Wednesday, February 20, 2013

Legality of private claims

In order to reason about anything you need to have some foundational principles. If those principles are wrong, your reasoning is suspect. In order to proceed with my argument, it must be understood that ownership always begins with a claim.

By what legal right can an individual make a property claim? John Locke answered with his 'Labor theory of property.' I don't accept that reasoning as valid, anymore than the discredited marxist 'labor theory of value' is valid. Labor has nothing to do with either. Did I just dispute the famous John Locke? Yes and you can as well because...

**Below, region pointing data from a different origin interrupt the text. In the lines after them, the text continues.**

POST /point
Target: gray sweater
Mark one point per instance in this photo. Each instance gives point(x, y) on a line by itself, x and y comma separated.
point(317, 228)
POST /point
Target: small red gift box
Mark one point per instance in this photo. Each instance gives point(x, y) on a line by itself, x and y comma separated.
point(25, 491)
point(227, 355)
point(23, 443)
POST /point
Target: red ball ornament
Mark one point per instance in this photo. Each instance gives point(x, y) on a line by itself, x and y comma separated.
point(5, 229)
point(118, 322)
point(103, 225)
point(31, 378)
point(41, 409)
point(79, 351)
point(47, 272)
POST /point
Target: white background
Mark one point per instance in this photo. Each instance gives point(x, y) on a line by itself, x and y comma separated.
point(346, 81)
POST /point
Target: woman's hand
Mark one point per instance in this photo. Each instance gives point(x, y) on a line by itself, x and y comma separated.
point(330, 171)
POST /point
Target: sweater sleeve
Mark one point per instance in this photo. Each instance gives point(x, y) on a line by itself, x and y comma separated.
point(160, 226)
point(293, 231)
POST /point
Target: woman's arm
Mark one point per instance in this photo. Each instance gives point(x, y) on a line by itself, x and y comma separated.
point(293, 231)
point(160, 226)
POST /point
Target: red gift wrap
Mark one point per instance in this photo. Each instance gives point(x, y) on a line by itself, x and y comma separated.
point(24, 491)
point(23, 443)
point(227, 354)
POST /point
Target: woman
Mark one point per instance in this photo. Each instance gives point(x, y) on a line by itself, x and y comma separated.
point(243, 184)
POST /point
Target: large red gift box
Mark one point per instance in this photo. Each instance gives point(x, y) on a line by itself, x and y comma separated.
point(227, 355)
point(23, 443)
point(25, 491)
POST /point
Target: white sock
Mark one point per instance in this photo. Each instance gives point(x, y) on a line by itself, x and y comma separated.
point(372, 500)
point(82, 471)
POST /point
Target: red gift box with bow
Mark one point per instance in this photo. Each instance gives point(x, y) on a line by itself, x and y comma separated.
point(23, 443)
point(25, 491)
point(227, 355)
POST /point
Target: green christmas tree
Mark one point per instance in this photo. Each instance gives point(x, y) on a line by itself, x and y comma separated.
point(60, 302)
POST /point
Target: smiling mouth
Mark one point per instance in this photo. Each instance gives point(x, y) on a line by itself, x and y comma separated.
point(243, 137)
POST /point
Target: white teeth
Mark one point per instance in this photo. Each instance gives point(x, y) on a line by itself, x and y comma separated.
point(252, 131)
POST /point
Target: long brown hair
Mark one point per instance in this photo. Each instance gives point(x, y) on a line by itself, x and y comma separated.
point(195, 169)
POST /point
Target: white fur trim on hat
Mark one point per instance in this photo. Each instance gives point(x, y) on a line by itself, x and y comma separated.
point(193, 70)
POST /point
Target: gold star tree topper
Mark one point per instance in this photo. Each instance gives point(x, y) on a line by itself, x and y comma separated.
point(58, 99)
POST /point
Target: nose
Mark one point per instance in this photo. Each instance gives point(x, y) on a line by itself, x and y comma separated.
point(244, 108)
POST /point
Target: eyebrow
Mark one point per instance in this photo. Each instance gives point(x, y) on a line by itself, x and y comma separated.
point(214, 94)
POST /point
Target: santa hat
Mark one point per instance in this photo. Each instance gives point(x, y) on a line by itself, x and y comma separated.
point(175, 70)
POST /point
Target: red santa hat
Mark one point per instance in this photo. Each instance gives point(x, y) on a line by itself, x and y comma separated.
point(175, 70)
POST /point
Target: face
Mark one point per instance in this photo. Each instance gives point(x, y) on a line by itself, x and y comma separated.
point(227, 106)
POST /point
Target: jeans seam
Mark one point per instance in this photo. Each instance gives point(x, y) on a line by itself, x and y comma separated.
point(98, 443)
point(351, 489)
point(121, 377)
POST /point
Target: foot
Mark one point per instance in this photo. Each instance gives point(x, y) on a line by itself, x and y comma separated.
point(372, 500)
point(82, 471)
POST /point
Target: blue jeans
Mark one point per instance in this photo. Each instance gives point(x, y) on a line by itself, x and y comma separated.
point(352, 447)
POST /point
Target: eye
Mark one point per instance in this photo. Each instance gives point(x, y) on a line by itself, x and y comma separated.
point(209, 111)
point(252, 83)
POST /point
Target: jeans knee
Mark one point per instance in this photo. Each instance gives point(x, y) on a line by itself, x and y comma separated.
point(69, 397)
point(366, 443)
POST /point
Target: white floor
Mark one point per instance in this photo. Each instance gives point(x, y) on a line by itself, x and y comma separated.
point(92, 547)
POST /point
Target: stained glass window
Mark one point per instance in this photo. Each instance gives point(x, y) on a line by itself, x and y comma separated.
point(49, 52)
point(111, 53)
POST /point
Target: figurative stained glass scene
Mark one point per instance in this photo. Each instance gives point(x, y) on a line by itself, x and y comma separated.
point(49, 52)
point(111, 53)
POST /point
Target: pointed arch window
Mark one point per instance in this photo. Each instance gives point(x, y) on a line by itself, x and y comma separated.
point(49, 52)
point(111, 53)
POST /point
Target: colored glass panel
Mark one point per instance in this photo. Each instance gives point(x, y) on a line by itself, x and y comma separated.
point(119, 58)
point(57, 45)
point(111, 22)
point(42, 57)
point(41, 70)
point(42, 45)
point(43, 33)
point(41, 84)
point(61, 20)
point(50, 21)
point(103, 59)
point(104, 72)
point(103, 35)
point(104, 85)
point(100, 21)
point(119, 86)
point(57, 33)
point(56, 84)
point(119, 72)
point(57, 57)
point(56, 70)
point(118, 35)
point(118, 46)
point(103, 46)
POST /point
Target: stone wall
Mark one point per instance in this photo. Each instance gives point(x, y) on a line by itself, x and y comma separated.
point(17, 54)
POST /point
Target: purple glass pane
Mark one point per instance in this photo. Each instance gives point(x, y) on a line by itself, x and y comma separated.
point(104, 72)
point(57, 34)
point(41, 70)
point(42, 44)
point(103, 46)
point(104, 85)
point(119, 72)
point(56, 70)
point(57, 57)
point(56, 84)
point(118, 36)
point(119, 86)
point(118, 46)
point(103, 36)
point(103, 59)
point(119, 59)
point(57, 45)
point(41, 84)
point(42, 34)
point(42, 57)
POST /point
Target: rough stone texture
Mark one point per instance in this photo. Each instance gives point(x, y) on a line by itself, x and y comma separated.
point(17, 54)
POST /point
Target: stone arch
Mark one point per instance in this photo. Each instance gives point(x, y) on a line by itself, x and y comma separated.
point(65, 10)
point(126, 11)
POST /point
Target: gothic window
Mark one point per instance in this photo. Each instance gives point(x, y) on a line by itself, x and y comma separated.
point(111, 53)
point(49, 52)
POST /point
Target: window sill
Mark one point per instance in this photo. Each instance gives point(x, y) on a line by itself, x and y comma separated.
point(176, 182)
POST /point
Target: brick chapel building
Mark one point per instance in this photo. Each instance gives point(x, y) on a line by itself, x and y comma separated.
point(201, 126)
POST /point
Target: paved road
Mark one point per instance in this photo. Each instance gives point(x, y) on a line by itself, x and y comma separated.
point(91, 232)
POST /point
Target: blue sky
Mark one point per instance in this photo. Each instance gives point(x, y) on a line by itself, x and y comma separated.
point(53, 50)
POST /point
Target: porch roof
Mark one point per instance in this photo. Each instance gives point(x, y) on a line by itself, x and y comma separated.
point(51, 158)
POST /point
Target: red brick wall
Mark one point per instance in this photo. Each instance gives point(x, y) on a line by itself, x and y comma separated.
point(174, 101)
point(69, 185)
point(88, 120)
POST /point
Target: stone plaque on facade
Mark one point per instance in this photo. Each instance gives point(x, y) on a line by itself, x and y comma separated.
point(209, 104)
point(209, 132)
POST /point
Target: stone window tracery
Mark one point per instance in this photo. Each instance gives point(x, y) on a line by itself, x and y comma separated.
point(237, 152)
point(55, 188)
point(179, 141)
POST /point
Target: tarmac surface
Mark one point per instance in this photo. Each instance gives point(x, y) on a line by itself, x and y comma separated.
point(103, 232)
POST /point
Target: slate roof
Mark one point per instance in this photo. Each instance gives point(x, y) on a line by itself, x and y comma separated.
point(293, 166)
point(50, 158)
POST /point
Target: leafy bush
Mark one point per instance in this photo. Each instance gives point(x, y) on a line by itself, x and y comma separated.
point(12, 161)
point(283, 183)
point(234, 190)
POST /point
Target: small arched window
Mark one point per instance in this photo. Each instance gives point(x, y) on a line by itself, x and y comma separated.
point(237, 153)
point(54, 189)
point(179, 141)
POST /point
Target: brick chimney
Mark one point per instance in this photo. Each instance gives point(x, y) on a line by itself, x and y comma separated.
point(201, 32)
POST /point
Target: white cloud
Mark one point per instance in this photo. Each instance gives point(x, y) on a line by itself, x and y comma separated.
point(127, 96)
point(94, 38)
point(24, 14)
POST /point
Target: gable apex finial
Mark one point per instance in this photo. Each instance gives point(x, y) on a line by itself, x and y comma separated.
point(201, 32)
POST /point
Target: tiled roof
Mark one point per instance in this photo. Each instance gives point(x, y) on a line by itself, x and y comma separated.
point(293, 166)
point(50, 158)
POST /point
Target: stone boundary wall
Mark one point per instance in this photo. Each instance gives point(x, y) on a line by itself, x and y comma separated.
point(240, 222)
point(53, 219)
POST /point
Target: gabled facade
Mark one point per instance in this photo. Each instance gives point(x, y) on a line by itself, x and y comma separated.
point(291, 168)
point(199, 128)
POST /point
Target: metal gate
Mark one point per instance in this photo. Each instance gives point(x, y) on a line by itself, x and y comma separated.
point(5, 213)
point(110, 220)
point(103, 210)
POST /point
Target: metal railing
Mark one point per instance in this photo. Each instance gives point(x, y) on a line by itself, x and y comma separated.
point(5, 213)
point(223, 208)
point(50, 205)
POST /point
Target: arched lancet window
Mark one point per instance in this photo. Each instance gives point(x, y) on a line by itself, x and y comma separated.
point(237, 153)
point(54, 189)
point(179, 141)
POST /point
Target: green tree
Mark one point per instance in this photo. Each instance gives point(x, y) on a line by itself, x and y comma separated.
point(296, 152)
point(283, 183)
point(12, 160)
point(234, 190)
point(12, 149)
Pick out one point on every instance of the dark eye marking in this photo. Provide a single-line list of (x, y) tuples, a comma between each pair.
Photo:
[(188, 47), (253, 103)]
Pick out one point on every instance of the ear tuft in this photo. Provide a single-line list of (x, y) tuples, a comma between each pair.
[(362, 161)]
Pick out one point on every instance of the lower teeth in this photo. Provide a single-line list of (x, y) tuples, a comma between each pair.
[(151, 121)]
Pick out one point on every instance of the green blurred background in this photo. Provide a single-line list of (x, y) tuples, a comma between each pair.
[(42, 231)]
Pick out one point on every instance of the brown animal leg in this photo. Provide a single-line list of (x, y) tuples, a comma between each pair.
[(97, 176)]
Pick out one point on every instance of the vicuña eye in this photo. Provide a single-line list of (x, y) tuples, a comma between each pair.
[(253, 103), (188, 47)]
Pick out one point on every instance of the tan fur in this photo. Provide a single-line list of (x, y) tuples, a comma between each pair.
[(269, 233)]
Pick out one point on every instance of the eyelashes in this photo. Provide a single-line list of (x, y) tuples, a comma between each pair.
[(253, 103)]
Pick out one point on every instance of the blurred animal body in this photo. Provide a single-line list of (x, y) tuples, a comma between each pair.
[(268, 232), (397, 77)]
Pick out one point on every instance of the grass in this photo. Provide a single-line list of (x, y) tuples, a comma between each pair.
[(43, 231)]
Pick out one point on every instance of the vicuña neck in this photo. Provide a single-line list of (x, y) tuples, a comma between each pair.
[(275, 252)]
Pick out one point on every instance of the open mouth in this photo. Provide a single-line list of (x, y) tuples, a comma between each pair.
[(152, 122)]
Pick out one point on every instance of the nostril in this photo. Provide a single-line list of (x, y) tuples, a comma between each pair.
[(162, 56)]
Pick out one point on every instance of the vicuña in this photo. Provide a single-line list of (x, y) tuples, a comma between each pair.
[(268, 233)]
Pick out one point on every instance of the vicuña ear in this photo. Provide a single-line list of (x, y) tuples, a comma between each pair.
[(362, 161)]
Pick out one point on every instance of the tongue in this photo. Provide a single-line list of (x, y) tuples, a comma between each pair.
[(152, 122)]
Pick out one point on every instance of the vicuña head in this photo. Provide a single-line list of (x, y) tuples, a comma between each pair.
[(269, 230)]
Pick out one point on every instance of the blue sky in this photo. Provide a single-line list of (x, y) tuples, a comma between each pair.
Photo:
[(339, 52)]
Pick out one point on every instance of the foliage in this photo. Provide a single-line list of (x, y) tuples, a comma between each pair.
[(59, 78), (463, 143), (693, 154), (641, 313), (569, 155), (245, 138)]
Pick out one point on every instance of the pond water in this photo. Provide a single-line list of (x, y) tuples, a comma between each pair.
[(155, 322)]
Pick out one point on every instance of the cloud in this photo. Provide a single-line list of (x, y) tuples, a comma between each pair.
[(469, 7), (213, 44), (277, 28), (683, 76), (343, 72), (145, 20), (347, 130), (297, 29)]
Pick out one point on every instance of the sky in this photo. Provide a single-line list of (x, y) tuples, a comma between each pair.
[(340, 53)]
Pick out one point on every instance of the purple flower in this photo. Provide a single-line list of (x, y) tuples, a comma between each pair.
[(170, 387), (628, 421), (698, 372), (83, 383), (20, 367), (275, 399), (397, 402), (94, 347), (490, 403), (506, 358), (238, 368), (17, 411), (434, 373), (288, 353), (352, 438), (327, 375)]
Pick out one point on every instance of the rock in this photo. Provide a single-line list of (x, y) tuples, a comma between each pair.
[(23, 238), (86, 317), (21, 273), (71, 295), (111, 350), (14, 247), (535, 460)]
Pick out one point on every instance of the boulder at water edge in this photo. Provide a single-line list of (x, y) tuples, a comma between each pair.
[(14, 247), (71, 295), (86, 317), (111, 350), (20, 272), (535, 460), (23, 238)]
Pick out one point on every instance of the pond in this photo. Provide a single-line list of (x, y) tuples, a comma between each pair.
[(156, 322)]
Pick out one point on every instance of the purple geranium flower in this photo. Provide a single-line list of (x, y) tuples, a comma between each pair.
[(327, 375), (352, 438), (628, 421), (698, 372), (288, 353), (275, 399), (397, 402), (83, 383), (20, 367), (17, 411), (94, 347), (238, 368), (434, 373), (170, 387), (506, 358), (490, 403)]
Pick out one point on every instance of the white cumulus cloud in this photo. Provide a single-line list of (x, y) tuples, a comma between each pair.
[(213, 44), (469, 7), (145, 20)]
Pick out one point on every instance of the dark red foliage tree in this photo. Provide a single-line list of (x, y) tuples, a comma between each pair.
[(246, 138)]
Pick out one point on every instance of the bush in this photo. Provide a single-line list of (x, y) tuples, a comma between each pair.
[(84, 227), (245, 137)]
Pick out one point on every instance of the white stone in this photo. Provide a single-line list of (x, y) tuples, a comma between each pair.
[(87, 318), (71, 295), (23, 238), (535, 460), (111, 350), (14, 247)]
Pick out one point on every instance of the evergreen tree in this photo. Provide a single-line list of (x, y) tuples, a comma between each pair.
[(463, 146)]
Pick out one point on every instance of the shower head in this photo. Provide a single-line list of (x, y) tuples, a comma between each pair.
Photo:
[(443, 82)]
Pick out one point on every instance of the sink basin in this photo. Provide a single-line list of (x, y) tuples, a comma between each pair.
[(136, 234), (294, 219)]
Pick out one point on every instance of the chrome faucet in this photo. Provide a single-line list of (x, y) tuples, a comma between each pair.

It is much more fundamental than that. Ownership is the ability to withstand challenges denying a claim of ownership. Nothing more, nothing less. Legality is simply acceptance of this fact followed by legal recognition. It doesn't matter how many pieces of paper you have saying you have title to a thing if some entity takes it away from you. It does matter if you can defend your claim. Do you accept that the Taiwanese own their property? If the Chinese take it away, would they own it? Would any discussion matter? Time would make it legal either way even if under dispute.

We think of nations making claims, but before nations existed, individuals made claims and others recognized those claims. Even owned property can become someone else's by possession. Unowned property even more so.

A claim can be, strong or weak, true or false, or just plain silly.

A claim becomes legal when you make it legal by the way you go about it. For example, a group can agree to terms. That is a legal contract. It is no violation of law to claim unowned property since that's how all property becomes owned. The point is to mitigate disputes. You do that by going about in an orderly and reasonable manner. That's all law is about.

Or are you going to accept the argument that only someone else, not you, can claim property? That is ridiculous. Free your mind.